Plaintiff, a former state prisoner proceeding pro se, brings this civil rights action pursuant to 42 U.S.C. § 1983. Pending before the court is a motion for reconsideration (Doc. 434) of the magistrate judge's November 4, 2010, order. In that order, the magistrate judge denied defendant's motion for a four-day extension of time to file a motion for summary judgment (ECF No. 419), and struck the defendant's motion for summary judgment (ECF No. 422). Plaintiff has filed a response to the motion for reconsideration, ECF No. 439.
Pursuant to Eastern District of California Local Rule 303(f), a magistrate judge's order shall be upheld unless "clearly erroneous or contrary to law." Upon review of the entire file, the court finds that the magistrate judge's ruling was contrary to law, and is therefore REVERSED.
This § 1983 action stems from an alleged prison rape of petitioner. Plaintiff alleges that he was denied medical care after the alleged assault, and that he was retaliated against for reporting the assault. On July 30, 2010, the magistrate judge issued an order setting October 22, 2010 as the deadline for filing dispositive motions. ECF No. 402. The order stated "requests to further continue the deadline is discouraged, and will only be granted upon a showing of good cause." Id. 2:11. Nonetheless, on October 22, 2010 defendant requested a six-day extension of time to file a motion for summary judgment. ECF. No. 419. In that motion, defendant's counsel explained that additional time was needed for internal review of the summary judgment motion by a supervisor, as required by a policy in the Attorney General's office. Decl. J. Steele, ECF No. 419. Mr. Steele also stated that he had been on medical leave from August 25 through September 8, 2010. On October 28, 2010, the defendant filed a motion for summary judgment, ECF No. 422.

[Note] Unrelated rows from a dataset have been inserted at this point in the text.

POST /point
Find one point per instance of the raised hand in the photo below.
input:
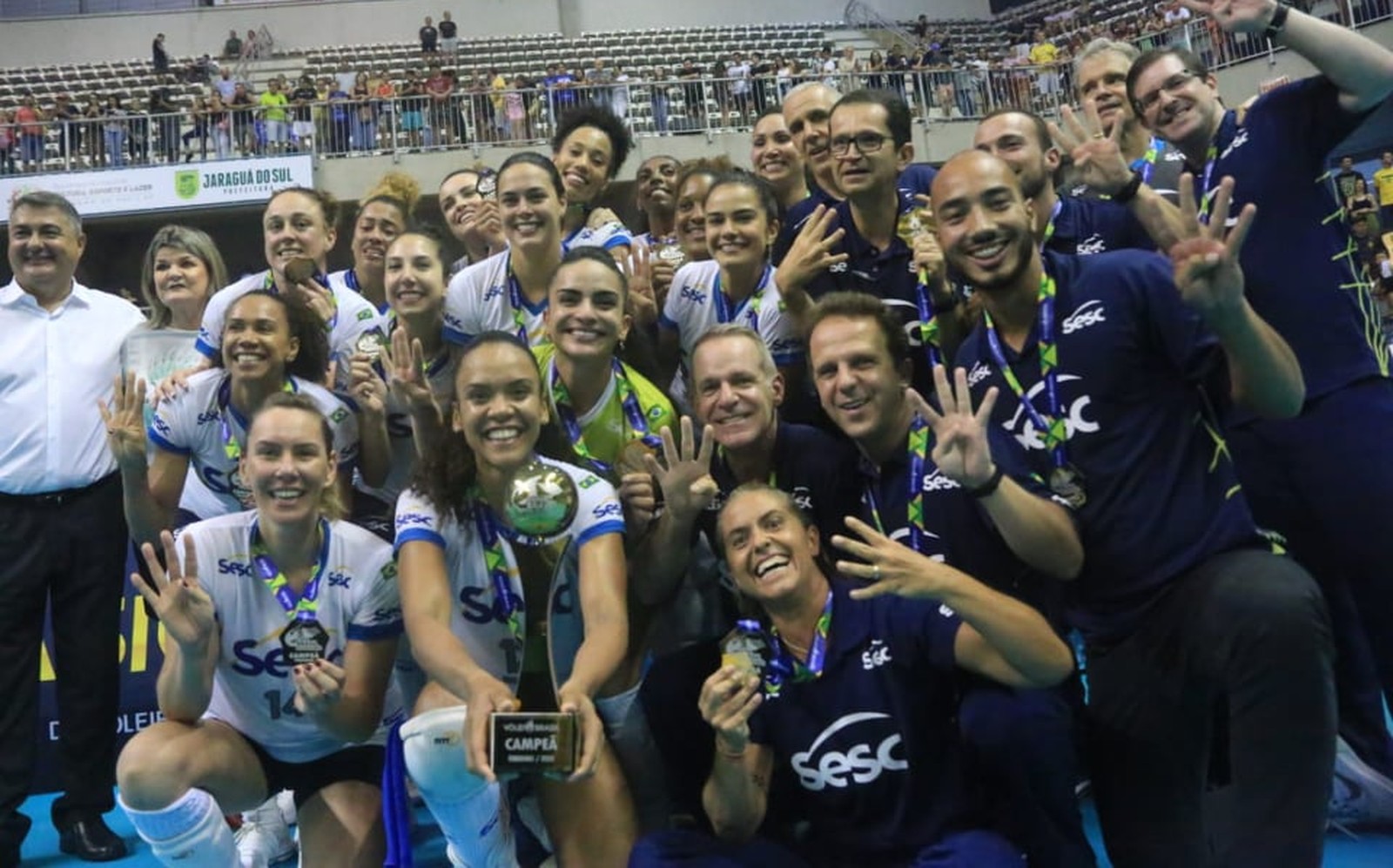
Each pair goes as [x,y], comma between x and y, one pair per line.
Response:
[124,420]
[1097,155]
[638,271]
[174,595]
[1236,16]
[487,696]
[960,445]
[406,362]
[1207,264]
[811,252]
[728,698]
[889,566]
[318,687]
[366,385]
[687,484]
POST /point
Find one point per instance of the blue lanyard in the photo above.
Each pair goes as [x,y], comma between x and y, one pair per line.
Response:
[751,306]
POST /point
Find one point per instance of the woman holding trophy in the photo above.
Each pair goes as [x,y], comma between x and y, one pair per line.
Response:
[513,584]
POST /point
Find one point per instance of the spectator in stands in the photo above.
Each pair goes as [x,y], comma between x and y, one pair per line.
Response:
[1362,205]
[1383,185]
[31,118]
[428,38]
[233,48]
[70,131]
[9,132]
[659,97]
[449,35]
[275,116]
[443,118]
[64,538]
[166,115]
[303,129]
[1344,178]
[159,56]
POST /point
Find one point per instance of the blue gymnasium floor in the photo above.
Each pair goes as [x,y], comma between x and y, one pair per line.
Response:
[41,849]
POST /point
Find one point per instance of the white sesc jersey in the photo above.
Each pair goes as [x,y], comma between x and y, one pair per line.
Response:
[252,689]
[192,422]
[354,318]
[475,619]
[480,299]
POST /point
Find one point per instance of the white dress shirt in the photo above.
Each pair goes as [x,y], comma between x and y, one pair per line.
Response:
[55,366]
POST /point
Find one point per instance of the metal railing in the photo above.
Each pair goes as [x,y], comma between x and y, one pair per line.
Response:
[480,118]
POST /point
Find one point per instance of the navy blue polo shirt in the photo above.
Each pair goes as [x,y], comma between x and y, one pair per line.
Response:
[916,178]
[812,466]
[958,529]
[872,743]
[1097,226]
[1134,364]
[1295,264]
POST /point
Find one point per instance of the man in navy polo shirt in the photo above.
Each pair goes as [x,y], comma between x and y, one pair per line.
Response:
[958,491]
[807,111]
[1100,362]
[1065,225]
[868,250]
[858,698]
[736,392]
[1302,279]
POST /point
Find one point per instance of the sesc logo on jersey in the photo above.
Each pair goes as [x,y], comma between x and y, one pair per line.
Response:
[854,751]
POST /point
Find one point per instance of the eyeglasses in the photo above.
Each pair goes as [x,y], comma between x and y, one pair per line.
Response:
[867,143]
[1172,87]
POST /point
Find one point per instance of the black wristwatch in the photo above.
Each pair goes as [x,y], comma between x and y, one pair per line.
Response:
[988,488]
[1279,21]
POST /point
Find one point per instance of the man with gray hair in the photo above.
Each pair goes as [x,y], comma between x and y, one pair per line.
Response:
[1100,81]
[63,534]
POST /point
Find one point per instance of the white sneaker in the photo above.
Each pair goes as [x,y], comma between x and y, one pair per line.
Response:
[1362,796]
[265,836]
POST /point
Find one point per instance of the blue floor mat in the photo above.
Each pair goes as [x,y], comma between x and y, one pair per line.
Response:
[41,849]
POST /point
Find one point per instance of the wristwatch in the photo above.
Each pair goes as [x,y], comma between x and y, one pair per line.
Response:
[1279,21]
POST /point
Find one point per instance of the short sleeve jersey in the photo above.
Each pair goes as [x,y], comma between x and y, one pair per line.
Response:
[1297,261]
[693,308]
[478,619]
[482,299]
[354,317]
[1162,494]
[605,427]
[874,742]
[252,687]
[197,422]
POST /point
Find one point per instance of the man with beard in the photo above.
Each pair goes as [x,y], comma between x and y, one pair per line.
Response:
[1304,282]
[1107,368]
[1065,225]
[471,211]
[1100,76]
[956,489]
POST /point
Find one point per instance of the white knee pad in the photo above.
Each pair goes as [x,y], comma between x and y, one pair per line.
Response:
[188,833]
[468,808]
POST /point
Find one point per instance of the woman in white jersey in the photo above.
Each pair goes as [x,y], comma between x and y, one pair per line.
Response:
[421,373]
[736,285]
[501,620]
[282,626]
[508,292]
[589,146]
[269,345]
[382,215]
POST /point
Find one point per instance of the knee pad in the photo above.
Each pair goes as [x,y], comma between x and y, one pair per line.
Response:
[434,745]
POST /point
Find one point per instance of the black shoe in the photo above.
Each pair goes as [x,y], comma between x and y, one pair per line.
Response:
[90,839]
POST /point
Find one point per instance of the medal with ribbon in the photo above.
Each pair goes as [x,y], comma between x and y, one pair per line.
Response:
[1065,480]
[629,401]
[304,640]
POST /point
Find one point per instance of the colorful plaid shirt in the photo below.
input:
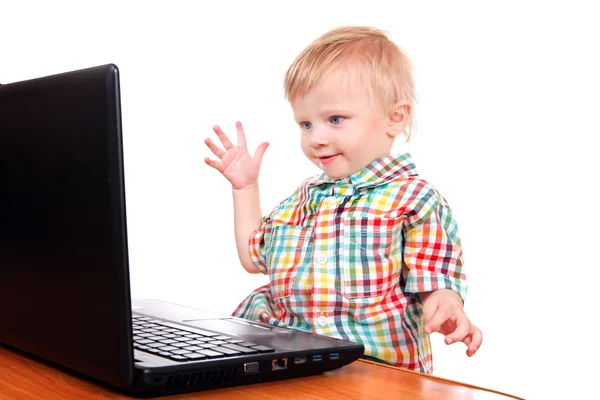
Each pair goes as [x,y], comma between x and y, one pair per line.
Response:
[347,258]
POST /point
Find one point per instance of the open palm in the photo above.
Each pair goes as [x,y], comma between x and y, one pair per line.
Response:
[234,162]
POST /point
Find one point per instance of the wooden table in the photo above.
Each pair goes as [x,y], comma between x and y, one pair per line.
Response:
[25,378]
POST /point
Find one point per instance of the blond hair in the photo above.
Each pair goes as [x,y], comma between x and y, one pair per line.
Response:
[377,60]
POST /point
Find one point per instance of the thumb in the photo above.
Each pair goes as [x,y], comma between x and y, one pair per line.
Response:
[429,309]
[260,151]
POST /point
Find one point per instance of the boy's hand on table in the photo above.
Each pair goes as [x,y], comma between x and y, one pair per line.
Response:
[444,313]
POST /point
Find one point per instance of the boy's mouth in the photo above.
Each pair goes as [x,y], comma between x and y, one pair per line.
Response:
[328,159]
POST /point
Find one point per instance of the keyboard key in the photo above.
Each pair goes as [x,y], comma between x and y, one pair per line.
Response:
[247,344]
[168,348]
[226,351]
[263,349]
[210,353]
[241,349]
[144,341]
[180,351]
[195,356]
[193,348]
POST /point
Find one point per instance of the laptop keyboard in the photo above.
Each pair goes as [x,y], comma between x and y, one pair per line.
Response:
[169,340]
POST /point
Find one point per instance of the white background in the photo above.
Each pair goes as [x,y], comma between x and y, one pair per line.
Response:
[507,126]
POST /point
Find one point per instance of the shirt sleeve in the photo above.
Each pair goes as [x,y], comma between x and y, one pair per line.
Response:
[432,248]
[257,244]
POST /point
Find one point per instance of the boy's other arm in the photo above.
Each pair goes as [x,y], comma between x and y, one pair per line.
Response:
[444,313]
[247,218]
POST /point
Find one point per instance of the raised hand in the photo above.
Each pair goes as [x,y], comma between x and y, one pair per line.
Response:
[234,162]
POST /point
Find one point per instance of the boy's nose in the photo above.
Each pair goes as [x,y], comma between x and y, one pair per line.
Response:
[318,138]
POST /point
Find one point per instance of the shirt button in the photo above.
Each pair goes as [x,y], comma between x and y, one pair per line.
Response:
[322,320]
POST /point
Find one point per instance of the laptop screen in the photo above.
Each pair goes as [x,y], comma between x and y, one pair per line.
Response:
[64,291]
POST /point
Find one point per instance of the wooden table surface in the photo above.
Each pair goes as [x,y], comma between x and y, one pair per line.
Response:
[22,377]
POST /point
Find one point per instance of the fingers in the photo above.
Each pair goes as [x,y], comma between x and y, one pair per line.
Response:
[473,341]
[218,165]
[260,151]
[436,320]
[214,148]
[241,135]
[461,330]
[223,137]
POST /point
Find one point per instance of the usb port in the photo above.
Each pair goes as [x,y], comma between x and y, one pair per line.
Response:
[300,360]
[251,368]
[279,363]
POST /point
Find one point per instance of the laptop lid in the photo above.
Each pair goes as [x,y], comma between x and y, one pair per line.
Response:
[64,286]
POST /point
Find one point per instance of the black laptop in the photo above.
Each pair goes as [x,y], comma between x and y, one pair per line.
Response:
[64,284]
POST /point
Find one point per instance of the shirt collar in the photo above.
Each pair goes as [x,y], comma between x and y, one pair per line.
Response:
[380,171]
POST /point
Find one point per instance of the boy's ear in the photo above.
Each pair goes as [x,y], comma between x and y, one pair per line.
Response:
[398,119]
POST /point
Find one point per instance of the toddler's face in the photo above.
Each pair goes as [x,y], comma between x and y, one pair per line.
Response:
[343,129]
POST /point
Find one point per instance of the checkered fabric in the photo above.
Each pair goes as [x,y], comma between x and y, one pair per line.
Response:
[347,258]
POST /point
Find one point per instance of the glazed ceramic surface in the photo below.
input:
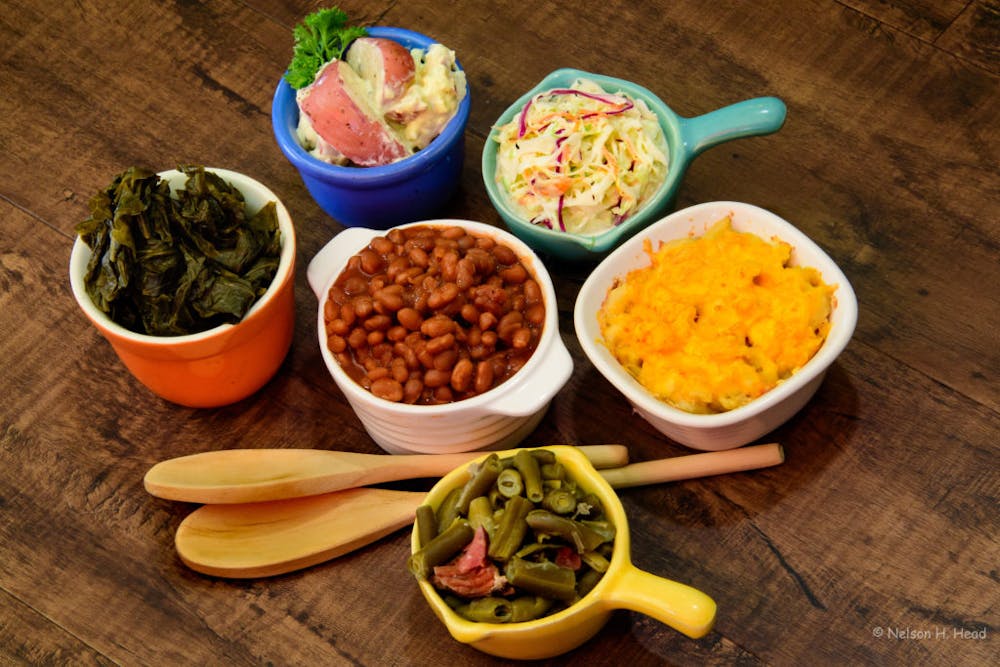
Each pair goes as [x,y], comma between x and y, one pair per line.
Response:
[499,418]
[412,189]
[686,138]
[762,415]
[224,364]
[623,586]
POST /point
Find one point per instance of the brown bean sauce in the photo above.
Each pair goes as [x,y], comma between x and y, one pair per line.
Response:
[429,315]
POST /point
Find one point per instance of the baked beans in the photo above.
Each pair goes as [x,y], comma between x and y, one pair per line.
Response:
[428,315]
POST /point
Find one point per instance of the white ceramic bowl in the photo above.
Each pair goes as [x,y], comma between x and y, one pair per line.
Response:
[762,415]
[497,419]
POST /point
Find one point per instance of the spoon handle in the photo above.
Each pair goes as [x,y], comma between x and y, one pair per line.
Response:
[695,465]
[254,475]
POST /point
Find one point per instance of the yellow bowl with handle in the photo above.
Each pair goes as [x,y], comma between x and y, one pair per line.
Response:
[623,586]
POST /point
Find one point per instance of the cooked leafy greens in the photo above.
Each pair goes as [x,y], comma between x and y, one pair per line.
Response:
[321,37]
[172,265]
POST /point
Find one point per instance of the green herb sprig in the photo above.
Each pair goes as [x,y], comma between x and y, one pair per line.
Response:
[321,37]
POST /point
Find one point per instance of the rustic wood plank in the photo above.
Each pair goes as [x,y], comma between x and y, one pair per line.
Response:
[975,34]
[880,520]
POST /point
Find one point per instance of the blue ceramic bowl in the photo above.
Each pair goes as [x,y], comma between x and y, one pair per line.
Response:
[686,138]
[414,188]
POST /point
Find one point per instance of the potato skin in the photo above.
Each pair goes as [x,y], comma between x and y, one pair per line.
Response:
[341,115]
[385,64]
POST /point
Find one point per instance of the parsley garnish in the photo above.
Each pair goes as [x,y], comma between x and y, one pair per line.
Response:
[321,37]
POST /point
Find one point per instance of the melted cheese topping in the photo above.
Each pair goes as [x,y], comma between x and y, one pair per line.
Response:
[716,321]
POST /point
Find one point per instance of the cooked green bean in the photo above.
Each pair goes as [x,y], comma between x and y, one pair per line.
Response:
[605,529]
[481,514]
[487,610]
[479,484]
[527,465]
[441,548]
[511,529]
[543,456]
[545,578]
[426,524]
[448,510]
[509,483]
[534,514]
[595,561]
[528,608]
[590,506]
[559,501]
[553,471]
[577,533]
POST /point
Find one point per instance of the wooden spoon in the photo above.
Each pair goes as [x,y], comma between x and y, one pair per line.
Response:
[255,475]
[270,538]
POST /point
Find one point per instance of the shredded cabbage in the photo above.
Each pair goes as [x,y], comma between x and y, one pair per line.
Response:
[579,159]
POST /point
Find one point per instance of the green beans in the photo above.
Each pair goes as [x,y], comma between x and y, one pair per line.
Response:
[501,610]
[487,610]
[481,514]
[559,501]
[519,540]
[577,533]
[480,482]
[510,483]
[527,465]
[511,529]
[426,524]
[545,578]
[529,607]
[448,511]
[441,548]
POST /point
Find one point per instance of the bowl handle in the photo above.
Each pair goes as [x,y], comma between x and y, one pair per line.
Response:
[527,397]
[334,255]
[678,605]
[760,115]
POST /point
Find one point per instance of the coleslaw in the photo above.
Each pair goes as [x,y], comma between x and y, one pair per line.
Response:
[580,159]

Fed. R. Civ. P. 6(b)(1) allows a court to extend deadlines for filing for good cause. In this case, the motion for an extension of time was filed on October 22, 2010, before the expiration of the time to file dispositive motions. Because the Federal Rules are to be "liberally construed to effectuate the general purpose of seeing that cases are tried on the merits...requests for extensions of time made before the applicable deadline has passed should normally . . . be granted in the absence of bad faith or prejudice to the adverse party." Ahanchian v. Xenon Pictures, Inc., 2010 U.S. App. Lexis 22910 (9th Cir. 2010) (internal citations omitted.).Although the court recognizes that "requests for court-approved extensions brought on the required filing date are looked upon with disfavor," Local Rule 144(d), in this instance the court finds that there is good cause for the short extension requested by the defendant. The court finds that defendant's counsel's medical leave in the time leading up to the deadline constitutes good cause for requesting a six-day extension of time to file his dispositive motion. The court also finds that petitioner will not be prejudiced by the short extension of time. The November 4, 2010, order (Doc. 428) is, therefore, reversed.
Accordingly, IT IS HEREBY ORDERED that:
1. The motion for reconsideration, ECF No. 434, is GRANTED;
2. The Magistrate Judge's November 4, 2010, order, ECF No. 428, is REVERSED;
3. Defendant's motion for an extension of time, ECF No. 419, is GRANTED.
4. Defendant's motion for summary judgment, ECF No. 422, is considered timely filed.
5. The plaintiff SHALL file an opposition or statement of non-opposition within twenty-one (21) days of the issuance of this order, pursuant to Local Rule 230(l).